Bargaining power can be defined as the ability to define parameters in a negotiation, gain accommodations from other negotiating side, and tip the result of mediation to the preferred alternative (Dong, Zou & Taylor 101). Multinational firms and governments use their bargaining power to determine the degree of control of operations and desired outcomes that would be beneficial to either of them. A low bargaining power on either side would result in a low level of control regardless of whether each team preferred high control.
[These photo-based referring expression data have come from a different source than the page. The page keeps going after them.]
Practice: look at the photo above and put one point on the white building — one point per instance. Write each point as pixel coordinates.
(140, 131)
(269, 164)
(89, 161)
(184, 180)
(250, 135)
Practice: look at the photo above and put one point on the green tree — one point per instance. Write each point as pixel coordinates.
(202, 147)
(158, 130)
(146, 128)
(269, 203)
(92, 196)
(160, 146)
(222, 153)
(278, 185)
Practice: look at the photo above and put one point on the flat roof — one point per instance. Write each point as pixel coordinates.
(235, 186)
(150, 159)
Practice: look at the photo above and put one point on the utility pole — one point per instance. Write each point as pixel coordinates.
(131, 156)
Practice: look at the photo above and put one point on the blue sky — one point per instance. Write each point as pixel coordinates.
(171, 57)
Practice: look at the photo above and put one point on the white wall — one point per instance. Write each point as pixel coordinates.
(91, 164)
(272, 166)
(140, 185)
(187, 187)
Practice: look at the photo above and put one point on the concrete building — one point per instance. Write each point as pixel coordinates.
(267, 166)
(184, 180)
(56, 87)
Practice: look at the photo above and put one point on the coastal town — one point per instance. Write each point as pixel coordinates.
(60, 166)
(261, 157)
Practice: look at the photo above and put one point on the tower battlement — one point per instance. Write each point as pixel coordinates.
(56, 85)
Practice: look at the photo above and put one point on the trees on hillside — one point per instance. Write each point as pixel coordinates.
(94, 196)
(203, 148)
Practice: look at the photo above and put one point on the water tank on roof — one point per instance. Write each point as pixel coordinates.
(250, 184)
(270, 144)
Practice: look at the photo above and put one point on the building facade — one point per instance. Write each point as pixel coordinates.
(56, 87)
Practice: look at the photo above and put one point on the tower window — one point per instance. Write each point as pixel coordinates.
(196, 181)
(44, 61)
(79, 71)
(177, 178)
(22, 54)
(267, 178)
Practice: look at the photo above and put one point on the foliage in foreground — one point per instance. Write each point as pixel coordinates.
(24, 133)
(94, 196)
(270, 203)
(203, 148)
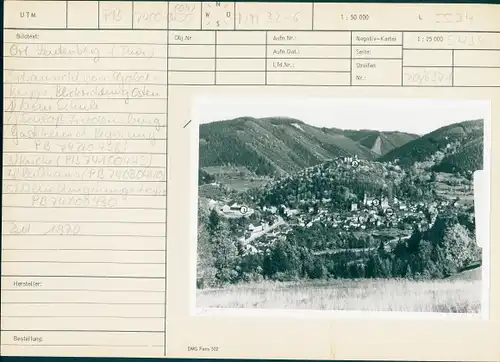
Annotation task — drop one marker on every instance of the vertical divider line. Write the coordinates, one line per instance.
(166, 182)
(350, 60)
(312, 16)
(215, 56)
(265, 59)
(453, 67)
(402, 51)
(201, 15)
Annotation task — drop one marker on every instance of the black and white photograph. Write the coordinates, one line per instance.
(341, 205)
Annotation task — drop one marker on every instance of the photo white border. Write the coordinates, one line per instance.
(195, 311)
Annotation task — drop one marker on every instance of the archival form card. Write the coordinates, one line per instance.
(250, 180)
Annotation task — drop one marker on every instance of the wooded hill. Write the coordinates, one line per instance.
(276, 146)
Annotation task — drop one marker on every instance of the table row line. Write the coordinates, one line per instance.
(129, 43)
(249, 62)
(85, 269)
(98, 243)
(139, 324)
(363, 73)
(21, 342)
(221, 15)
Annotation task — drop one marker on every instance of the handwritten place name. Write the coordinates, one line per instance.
(121, 77)
(100, 201)
(35, 132)
(85, 174)
(91, 51)
(139, 189)
(78, 160)
(89, 119)
(38, 105)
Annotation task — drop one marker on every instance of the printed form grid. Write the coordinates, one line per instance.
(86, 99)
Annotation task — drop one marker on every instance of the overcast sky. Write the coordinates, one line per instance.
(414, 116)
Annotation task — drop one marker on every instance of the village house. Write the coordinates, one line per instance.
(231, 206)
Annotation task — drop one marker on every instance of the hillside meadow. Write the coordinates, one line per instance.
(460, 294)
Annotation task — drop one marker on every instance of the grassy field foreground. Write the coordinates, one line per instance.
(457, 295)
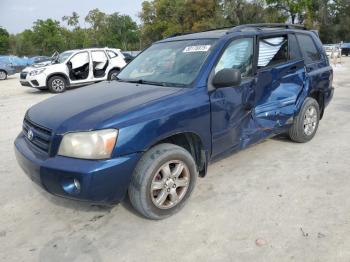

Multinational companies derive their bargaining power from the ability to create more employment opportunities for the local people to better their living standards, and the significant role they play in the development of local economy (Dong, Zou & Taylor 102). They are more likely to have an upper hand in negotiations especially when the host country has high unemployment rate, unskilled labor, limited or outdated technology. Host government will be made to accommodate this given the long-term benefits that can be realized from the transfer of technology, skills and uplifting of citizen’s living standards. In spite of this, once the company sets up in a country, the bargaining power may shift and will only last as long as the state continues to rip the benefits (Eden and Molot 360).
However, the government can still counter the offers based on its power to control the local market access; it’s ownership of scarce resources and the incentives it can create. Host governments can water down the bargaining power of the multinationals through the creation of Export Processing Zones (EPZ). EPZ are adopted by developing countries to promote industrialization and commercialization of exports by attracting foreign investments. The zones are characterized by incentives such as tax exemptions and fair business regulations that eliminate barriers for establishing businesses. In some instances, companies are assured of tax holidays at certain times of the year. These are periods when governments remove taxes, for example, sales tax, on certain products to promote consumption of those products; translating to higher profits to firms for a short period. Apart from that, tax subsidies to help businesses reduce their production cost and lower prices for services and products is one source of the bargaining power which the government can table during negotiations to attract investors.
Works Cited
Dong, Zou, Beibei, Shaoming, and Taylor, Charles R. “Factors That Influence Multinational Corporations’ Control of Their Operations in Foreign Markets: An Empirical Investigation.” Journal of International Marketing, 16.1 (2008), 98-119.
Eden, Lorraine, and Molot, Maureen A. “Insiders, outsiders and host country bargains.” Journal of International Management, 8 (2002): 359–388.